One thing that surprisingly disappointed me about Warface was the game’s visuals. The anti-aliasing feature didn’t allow for specific settings (which I believe was locked at either 2x or 4x AA), the texture quality was good, but not quite as solid in comparison to Crytek’s other Cryengine 3 titles, the game’s physics were only limited to ragdoll deaths, some of the animations were a bit blocky and so on. Even though I figured the reason that Warface’s visuals barely stood up to other Cryengine 3 titles was because Crytek wanted keep the game’s download file size nice and compact, making it serviceable as a browser game. Regardless, Cryengine 3 technology is far more capable than this, and it was such a shame not being able to see the game visuals at its full potential.
After a few more play sessions, I started to take a look around for the ‘Facebook-style’ social interaction that was being promoted as part of the game.

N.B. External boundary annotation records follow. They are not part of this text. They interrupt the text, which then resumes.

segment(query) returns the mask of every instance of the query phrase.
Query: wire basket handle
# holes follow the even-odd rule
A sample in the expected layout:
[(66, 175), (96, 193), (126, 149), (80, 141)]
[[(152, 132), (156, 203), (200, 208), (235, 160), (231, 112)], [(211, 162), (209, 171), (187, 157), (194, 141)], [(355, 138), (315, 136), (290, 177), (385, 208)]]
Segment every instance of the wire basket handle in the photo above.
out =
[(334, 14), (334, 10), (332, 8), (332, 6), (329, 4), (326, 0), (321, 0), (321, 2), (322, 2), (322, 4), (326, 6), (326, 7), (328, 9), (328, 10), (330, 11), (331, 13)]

As it turns out, many social features for Warface were not available yet in the closed beta, outside of usual community features like friend lists, clans and leaderboards. Soon, however, they plan to integrate more of the upcoming G-face service into Warface such as being able to start up live streams of your play sessions for your friends, achievement feeds and even the possibility of cross device play through cloud streaming.
As it stands, Warface’s co-op gameplay seems to be the main attraction, requiring a lot of focus from teammates in order to complete missions. Co-op missions can certainly be a lot of fun, but players will need to grab some trustworthy friends before tackling them. And as for the competitive multiplayer, it’s the same old stuff we’re experienced time and time again.
Maybe once the extra social features get included, WarFace will have a lot going for it, but for now, it’s just another modern war shooter with a new coat of paint.